Trente mille dollars, c’est un budget de bibliophile sérieux. C’est le prix d’un beau livre d’Heures, d’un incunable français très correct, d’un Aldine en reliure d’origine. Pour un seul de ces achats, le collectionneur d’accessoires de Dallas acquiert un livre fabriqué en sept mois, dont les pages n’ont jamais été tournées par personne d’autre qu’un comédien anglais entre deux prises, et dont la légende repose entièrement sur huit saisons d’une série télévisée — sujet dont nul ne peut garantir qu’il intéressera encore la génération suivante.
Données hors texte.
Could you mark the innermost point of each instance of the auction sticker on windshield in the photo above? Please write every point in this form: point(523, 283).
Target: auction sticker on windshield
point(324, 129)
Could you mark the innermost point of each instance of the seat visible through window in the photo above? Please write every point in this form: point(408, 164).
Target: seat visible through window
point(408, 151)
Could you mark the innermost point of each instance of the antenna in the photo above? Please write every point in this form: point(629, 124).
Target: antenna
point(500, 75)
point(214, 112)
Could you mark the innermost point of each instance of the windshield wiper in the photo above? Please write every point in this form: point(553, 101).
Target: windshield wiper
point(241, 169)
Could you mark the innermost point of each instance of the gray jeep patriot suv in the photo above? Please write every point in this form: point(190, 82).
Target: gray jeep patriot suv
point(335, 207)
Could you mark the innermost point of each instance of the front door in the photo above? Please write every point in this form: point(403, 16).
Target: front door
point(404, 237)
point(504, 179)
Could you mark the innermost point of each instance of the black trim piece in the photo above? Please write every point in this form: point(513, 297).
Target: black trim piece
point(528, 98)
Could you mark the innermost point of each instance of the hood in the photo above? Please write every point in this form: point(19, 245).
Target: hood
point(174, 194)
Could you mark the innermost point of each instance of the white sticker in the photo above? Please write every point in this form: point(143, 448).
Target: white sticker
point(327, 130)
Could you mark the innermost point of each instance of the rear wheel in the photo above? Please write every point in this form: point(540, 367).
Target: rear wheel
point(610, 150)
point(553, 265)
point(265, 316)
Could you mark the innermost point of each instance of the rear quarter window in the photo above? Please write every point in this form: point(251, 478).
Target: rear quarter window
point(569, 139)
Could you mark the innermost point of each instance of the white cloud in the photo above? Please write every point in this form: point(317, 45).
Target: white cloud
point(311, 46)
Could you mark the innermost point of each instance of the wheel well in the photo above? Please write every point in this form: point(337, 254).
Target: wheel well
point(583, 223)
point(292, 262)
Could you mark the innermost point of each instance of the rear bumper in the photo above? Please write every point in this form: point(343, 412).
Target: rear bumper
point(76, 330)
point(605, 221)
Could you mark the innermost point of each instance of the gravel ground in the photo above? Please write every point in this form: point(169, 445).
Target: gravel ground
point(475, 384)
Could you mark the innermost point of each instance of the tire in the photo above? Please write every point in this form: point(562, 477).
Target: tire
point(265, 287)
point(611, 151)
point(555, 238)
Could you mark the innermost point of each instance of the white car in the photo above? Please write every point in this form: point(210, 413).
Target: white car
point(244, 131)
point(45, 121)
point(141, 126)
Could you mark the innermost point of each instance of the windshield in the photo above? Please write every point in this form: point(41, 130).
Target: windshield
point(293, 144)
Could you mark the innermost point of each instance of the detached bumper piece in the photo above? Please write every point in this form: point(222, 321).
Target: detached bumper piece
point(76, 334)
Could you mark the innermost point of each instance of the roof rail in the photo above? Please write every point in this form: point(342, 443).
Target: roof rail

Ce n’est pas une question de jugement de valeur. Le collectionneur d’accessoires fait ce qu’il veut, et son objet a la valeur que le marché lui reconnaît. C’est une question de lucidité. Le marché bibliophilique, dans son segment patrimonial, paie aujourd’hui ce qu’il payait il y a cinquante ans, parfois moins en monnaie constante. Le marché des accessoires de cinéma a, lui, multiplié ses prix par dix en une décennie. L’écart se réduit. Il pourrait, dans une génération, s’inverser.

C’est à ce moment-là que le bibliophile devra reposer la question : qu’est-ce qui justifie que l’on paie un livre ? La réponse, jusqu’ici, allait de soi. Elle ne le fera plus longtemps. Méfions-nous des Dragonglass, non parce qu’ils sont indignes — ils ne le sont pas — mais parce qu’ils déplacent silencieusement la frontière de ce que le marché reconnaît comme un livre.

Cote Guilde : GUILDE · ML / GOT-2024 Document classé : diffusion restreinte — Pourfendeur d’idées reçues.